Rails 5 has recently introduced WebSocket support via ActionCable. It’s a great move towards realtime for the Rails community, however I think developers need to understand its strengths and weaknesses before rolling it out into production environments.
Please note that I am the co-founder of Ably. As such, when reviewing ActionCable, I was specifically interested to see how the Rails team have tackled the many realtime messaging issues we have solved over the last three years building Ably. My intention is not to bash ActionCable as it’s undoubtedly a huge step forward for the Rails platform and helps to remove a lot of boiler plate code for developers. The shortfalls I have listed are intended to help developers understand when ActionCable is and is not suitable and why an alternative pub/sub messaging system should be considered.
ActionCable is a substantial move forwards for the Rails platform . It allows developers to move away from the typical request/response paradigm of old to one where persistent connections are maintained from clients to your Rails servers. Keeping persistent WebSocket connections open allows data to flow in both directions between your servers and visitors’ browsers and devices. This type of connection is stateful, unlike a lot of HTTP requests, and the overhead and latencies involved in pushing data in realtime is dramatically reduced compared with HTTP polling for example.
Before we dive into what ActionCable is capable of, I think it’s important that readers understand at a high level how ActionCable works:
- Pub/Sub streams are powered by Redis’ Pub/Sub feature. This allows more than one Rails server to share state i.e. publishing to Redis will result in messages being delivered to all servers. Every stream uses a separate Redis channel, which is a good thing.
- The unit of message distribution is a pub/sub stream, every message published is done via a stream broadcast in ActionCable.

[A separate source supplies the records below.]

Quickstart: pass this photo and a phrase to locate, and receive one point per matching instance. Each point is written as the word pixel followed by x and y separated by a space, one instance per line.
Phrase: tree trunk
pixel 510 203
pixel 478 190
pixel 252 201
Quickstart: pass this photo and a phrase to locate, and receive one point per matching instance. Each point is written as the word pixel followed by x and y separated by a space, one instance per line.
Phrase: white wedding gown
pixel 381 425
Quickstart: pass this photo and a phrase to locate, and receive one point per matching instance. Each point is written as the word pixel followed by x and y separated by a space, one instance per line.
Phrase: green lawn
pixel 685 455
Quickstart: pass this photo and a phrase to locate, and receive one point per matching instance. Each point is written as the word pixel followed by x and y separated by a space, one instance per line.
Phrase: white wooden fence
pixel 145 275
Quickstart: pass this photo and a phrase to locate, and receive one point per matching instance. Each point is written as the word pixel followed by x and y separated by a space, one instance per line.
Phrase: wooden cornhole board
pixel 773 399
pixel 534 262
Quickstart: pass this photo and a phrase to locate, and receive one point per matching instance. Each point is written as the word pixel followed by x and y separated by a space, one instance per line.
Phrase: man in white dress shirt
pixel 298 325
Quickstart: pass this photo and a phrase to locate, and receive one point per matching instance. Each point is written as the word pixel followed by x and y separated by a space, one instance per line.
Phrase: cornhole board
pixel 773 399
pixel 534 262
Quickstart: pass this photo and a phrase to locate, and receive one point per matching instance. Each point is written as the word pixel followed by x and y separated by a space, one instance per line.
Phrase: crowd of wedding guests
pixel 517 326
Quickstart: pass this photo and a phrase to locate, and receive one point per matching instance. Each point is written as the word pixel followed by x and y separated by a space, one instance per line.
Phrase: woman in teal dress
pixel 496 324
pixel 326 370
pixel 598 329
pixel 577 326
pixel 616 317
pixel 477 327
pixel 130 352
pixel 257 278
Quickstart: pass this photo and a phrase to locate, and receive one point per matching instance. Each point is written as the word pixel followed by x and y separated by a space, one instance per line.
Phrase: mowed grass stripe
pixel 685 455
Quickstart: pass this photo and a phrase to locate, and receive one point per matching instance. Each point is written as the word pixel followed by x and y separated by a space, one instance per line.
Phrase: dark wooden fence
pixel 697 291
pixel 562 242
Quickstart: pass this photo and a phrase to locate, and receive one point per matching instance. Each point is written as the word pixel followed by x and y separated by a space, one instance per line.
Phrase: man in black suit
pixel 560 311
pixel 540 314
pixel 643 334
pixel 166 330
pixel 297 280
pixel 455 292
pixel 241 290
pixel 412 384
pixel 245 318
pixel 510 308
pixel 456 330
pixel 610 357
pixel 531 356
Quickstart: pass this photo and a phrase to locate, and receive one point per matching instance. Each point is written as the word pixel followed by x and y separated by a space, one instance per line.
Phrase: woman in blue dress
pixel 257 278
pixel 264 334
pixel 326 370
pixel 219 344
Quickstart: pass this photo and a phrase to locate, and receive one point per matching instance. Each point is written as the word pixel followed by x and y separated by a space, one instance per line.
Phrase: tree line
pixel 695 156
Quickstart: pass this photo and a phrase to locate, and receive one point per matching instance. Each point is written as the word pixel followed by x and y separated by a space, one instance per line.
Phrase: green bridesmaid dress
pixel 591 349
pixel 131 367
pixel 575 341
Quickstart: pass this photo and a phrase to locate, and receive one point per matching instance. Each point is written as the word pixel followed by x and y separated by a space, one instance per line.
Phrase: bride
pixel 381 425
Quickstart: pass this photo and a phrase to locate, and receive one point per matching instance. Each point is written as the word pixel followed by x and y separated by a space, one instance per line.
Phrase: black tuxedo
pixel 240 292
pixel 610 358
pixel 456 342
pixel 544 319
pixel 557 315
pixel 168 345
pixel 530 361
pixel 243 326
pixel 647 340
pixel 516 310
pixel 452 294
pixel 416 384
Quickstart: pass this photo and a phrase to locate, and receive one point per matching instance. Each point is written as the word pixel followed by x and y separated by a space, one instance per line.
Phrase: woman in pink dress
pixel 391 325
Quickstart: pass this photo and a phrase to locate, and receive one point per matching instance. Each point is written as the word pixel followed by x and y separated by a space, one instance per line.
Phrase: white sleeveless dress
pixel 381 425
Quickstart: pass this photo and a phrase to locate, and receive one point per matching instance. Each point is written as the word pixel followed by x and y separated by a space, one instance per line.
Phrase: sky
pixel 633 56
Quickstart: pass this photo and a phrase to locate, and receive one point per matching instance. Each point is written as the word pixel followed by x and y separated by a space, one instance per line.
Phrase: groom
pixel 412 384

- The ActionCable server runs as a separate Rack server, however it can be mounted inside your app or as a standalone application. If you mount it as a standalone app, then you will need to think about how you handle authentication given it will be on a different port or domain potentially.
- Client-side connections to the server are made using WebSockets. Your load balancers must support WebSockets and keep persistent connections open between your visitors and one of the ActionCable servers
- Controlling what data gets broadcasted to clients is done via your Channel classes, which can invoke any business logic that may exist in your Rails app.

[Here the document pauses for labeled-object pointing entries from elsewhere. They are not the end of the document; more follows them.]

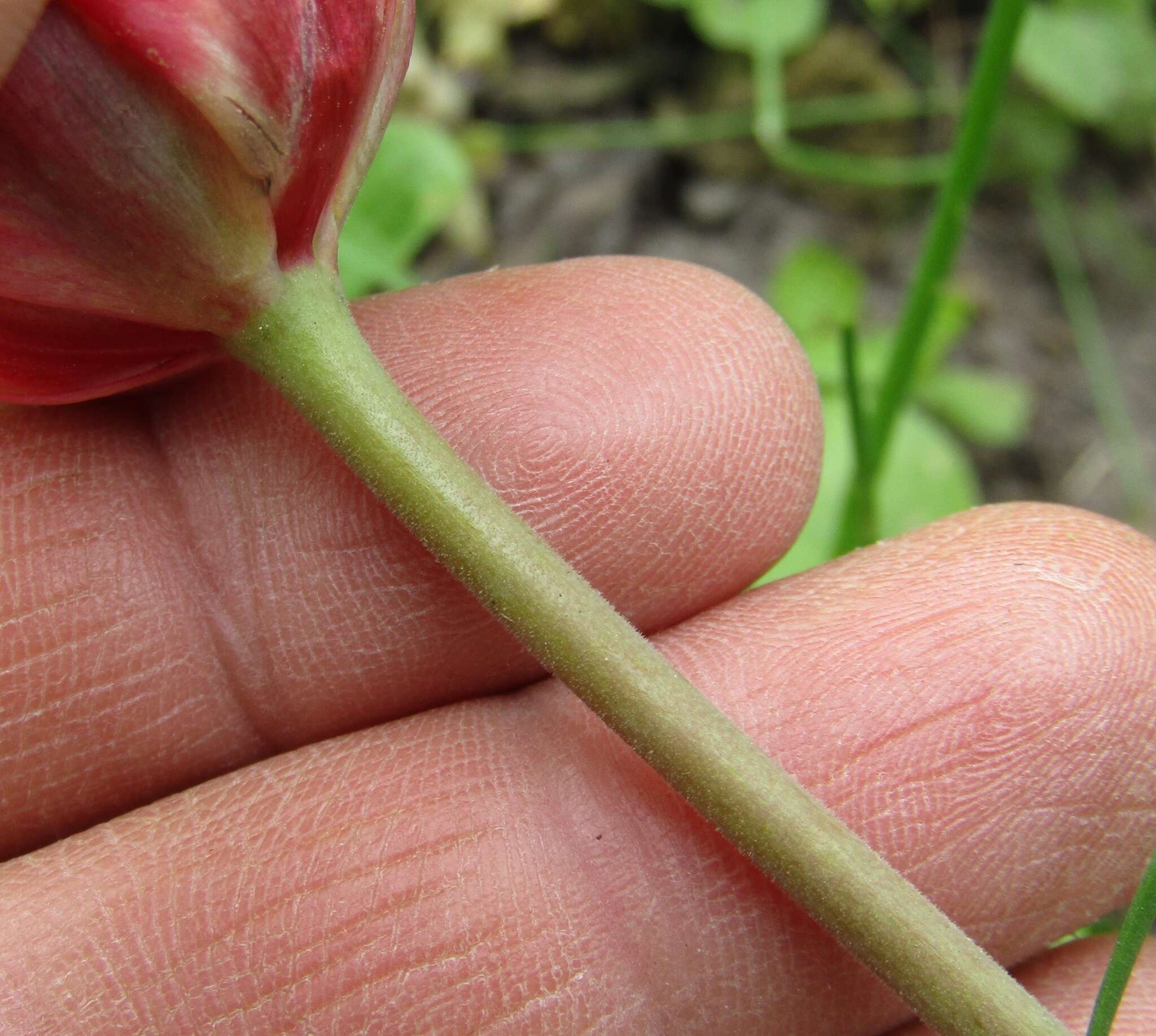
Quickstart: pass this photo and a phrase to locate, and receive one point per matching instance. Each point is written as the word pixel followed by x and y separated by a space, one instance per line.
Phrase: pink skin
pixel 162 164
pixel 196 587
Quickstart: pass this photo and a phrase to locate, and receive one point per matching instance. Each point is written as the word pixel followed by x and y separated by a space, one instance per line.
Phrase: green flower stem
pixel 308 345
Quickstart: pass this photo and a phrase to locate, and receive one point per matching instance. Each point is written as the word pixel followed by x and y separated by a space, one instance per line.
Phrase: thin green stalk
pixel 679 131
pixel 770 126
pixel 1137 928
pixel 887 172
pixel 308 345
pixel 862 526
pixel 969 156
pixel 1092 344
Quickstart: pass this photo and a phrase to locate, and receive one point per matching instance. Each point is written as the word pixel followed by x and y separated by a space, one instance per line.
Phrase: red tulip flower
pixel 163 164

ActionCable: The Good Parts
ActionCable appears to be the magic dust that Rails needs to keep pace with Node.js + Socket.io and more recently Realtime Django. It fulfils its goal of getting content and data to web-based visitors in real time very well. The API is simple, it just works and feels like a natural extension of Rails. This simplicity is certainly going to encourage Rails developers to add realtime components to the websites they are building without having to understand the intricacies of what’s happening under the hood.

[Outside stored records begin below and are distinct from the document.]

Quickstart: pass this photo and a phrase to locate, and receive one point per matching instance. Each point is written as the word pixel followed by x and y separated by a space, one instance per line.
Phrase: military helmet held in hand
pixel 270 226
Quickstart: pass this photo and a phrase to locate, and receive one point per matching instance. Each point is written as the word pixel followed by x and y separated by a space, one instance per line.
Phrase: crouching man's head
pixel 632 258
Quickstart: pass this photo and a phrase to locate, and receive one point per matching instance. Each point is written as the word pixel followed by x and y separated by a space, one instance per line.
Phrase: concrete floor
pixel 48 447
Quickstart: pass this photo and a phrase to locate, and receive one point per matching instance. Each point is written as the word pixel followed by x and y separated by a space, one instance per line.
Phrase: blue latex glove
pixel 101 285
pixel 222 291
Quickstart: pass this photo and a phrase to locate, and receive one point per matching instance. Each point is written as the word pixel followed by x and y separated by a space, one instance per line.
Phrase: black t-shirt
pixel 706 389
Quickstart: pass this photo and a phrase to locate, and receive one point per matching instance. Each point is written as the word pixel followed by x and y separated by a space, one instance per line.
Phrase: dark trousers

Whilst exploring how ActionCable works, I was impressed by the following:
Simple connection objects and shared authentication
As each Connection is simply a Ruby object, and the Ruby object is part of the Rails app, sharing your business logic including authentication is incredibly simple. For example, if an auth cookie is issued in an HTTP request, subsequent WebSocket connections will send that cookie as part of the WebSocket request, and as such, can be authenticated in the same way. As the connection is persistent, authentication is only necessary once, and all Channel objects have access to the authenticated user through the use of the identified_by delegate on each Channel.
Note: Sharing authentication only applies to ActionCable servers that are mounted on the same endpoint, if your ActionCable server is on a different port or domain name, this is not possible.
WebSocket mounted on the same endpoint
Being able to mount the WebSocket endpoint directly inside your app is a big win, it simplifies deployment dramatically and allows sharing of cookies.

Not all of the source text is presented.